Ortaköy İlçesi İncesu köyü sırları içerisinde yer alan ve köylüler tarafından Uzungeçit ismi verilen, Çorum’da İncesu Kanyonu, Yozgat’ta ise Kazankaya Kanyonu olarak adlandırılan kanyon, 12 km uzunluğundadır.
Doğusunda 1363 metre yüksekliğinde Alan Dağları, batısında ise Malbelen Tepesi yer almaktadır. Antik adı Scylax olan Çekerek ırmağının geçtiği kanyonun her iki yanında yükselen kayalar üzerinde Hellenistik Döneme (M.Ö. 2.yüzyıl) tarihlenen duvar kalıntıları, halk tarafından mağara olarak adlandırılan merdiven basamaklı su sarnıçları vardır.
Kanyon içine İl Özel İdaresi tarafından 2 km. yürüyüş yolu yaptırılmıştır.
1985 yılında ilk olarak İncesu köyünden Satılmış UYSAL tarafından görülen kabartma, İncesu Köyüne yaklaşık 1 km. uzaklıkta, suyun aktığı yöne doğru sol tarafta kayalar üzerinde, ırmak yatağından 1,5 metre yükseklikte bir tanrıça kabartmasıdır. Bir niş içerisine yapılmış olan tanrıça, önünden akan Çekerek (Scylax) ırmağına ve karşısında yüksek kayalar üzerinde yer alan kaleye bakmaktadır. Bir taht üzerinde oturduğu düşünülen tanrıça, sol elinde bir aslan yavrusu tutmaktadır. Bu özellikleri ile Kybele olduğu söylenmektedir.

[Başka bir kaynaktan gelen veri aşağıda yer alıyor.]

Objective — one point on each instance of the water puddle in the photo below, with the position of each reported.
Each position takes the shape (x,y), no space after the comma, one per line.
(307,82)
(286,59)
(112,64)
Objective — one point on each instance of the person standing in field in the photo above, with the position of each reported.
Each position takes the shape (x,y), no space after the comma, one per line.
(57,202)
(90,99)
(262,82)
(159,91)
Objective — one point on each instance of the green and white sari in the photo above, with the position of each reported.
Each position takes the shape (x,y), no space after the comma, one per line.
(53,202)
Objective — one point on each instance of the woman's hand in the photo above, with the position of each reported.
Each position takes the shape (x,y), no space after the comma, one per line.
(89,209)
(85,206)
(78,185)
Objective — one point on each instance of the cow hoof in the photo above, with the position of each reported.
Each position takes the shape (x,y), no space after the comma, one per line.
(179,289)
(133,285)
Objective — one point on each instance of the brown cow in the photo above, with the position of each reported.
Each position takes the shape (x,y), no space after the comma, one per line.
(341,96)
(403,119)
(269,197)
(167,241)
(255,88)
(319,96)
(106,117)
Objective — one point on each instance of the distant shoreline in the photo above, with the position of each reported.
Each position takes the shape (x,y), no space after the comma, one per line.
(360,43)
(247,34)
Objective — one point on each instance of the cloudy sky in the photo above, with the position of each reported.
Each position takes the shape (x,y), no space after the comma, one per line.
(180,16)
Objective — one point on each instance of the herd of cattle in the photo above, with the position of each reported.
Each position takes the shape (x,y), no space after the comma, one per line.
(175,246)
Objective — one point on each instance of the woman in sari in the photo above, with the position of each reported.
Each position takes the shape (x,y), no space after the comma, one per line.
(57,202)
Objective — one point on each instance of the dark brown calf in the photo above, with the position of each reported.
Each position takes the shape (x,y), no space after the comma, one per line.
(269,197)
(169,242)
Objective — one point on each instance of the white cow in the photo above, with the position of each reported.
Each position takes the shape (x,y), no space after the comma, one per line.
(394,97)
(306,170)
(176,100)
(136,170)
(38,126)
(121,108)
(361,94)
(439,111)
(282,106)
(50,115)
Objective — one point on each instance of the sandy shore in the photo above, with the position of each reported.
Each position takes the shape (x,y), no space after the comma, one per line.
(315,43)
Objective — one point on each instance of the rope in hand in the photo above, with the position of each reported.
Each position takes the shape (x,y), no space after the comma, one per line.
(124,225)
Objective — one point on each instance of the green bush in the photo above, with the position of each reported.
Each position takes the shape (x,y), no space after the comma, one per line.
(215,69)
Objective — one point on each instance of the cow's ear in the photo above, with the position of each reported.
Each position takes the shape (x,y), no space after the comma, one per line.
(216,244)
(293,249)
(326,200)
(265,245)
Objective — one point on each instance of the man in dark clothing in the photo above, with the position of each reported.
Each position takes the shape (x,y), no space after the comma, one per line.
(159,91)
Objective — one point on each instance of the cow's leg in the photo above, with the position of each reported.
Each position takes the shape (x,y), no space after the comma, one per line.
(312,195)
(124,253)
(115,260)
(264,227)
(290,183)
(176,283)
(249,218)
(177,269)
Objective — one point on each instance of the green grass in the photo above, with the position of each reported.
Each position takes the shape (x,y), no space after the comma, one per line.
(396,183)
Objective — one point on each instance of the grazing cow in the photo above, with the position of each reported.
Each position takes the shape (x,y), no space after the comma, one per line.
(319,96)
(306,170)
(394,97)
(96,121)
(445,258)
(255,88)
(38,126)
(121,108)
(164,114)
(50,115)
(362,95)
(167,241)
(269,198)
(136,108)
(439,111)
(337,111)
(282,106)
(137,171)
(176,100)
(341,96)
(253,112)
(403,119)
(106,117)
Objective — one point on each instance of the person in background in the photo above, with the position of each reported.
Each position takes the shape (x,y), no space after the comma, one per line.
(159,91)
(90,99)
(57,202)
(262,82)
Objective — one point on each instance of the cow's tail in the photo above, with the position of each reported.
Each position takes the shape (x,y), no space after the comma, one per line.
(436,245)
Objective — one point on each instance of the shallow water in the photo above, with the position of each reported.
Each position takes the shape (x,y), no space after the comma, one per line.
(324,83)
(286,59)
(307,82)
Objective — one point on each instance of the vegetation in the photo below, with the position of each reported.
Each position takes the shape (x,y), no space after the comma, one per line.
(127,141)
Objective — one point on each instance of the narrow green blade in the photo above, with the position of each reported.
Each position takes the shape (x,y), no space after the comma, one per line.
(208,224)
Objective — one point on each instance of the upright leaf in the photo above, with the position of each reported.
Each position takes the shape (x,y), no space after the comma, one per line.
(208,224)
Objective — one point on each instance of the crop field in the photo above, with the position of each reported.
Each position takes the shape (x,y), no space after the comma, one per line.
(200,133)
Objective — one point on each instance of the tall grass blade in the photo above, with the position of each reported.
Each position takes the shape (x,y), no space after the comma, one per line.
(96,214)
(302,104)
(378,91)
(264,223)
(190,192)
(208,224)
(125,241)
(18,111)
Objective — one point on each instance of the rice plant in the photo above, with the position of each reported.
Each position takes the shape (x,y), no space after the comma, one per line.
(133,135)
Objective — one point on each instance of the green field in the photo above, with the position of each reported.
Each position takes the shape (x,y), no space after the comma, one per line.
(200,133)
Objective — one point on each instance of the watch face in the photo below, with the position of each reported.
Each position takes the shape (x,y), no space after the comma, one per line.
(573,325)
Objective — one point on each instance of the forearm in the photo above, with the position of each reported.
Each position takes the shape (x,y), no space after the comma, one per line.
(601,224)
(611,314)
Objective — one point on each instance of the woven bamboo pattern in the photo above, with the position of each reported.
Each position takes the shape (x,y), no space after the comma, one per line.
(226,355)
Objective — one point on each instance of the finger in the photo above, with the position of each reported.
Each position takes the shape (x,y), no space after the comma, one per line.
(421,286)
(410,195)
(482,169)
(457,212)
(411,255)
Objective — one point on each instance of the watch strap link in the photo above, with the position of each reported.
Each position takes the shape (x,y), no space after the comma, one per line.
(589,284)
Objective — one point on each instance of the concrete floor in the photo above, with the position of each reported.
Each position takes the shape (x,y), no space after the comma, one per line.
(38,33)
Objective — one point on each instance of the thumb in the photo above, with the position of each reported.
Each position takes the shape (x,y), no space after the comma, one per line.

İncesu kanyonundaki Kybele kabartması, Anadolu’da Hellenistik Çağa tarihlenen Kybele kabartmalarının en büyüğüdür ve bu büyüklükte böyle bir Kybele kabartması henüz bilinmemektedir.
Kabartmanın buraya yapılmış olması bir anlam taşımaktadır. Büyük İskender’in ölümünden sonra Anadolu’da M.Ö. 280 yılından başlayarak Bitinya, Pontus, Kapadokya gibi prenslikler bağımsızlıklarına kavuşmuşlardır. Grek kültürünü benimseyen yerli prensler bu devletlerin başına da kral olmuşlardır. Kabartmanın bulunduğu bu alan da Pontus krallığının sınırları içerisinde kalmaktadır.
Tanrıçanın bulunduğu alanın tam karşısında bir Akropol (en önemli yapılarının bulunduğu alan) tespit edilmiştir. 1100 metre yükseklikteki Akropolde, bu alanla bağlantılı olduğu düşünülen ve kayalar içine oyulmuş yaklaşık 300 metre uzunluğunda toplam 468 merdivenle inilebilen bir yapı bulunmaktadır.
Ana tanrıça geleneği Anadolu’da Neolitik Çağdan itibaren görülmeye başlanmıştır. M.Ö. 9000’den itibaren bereket, verimlilik, doğurganlık anlamında karşımıza çıkan ana tanrıça kültünün, Kalkolitik ve Eski Tunç Çağında da devam ettiğini bu dönem eserlerinde görmekteyiz. Hitit döneminin de içinde yer aldığı M.Ö. 2. binde de yaşatılan ana tanrıça kültü, Geç Hitit döneminde Kubaba, Frig döneminde Kybele ismini alan tanrıça aynı isimle Hellenistik dönemde de devam etmiştir. Bu gelenek M.Ö. 204 yılında Roma’ya taşınmış ve bu dönemde Magna Mater adıyla devam etmiştir.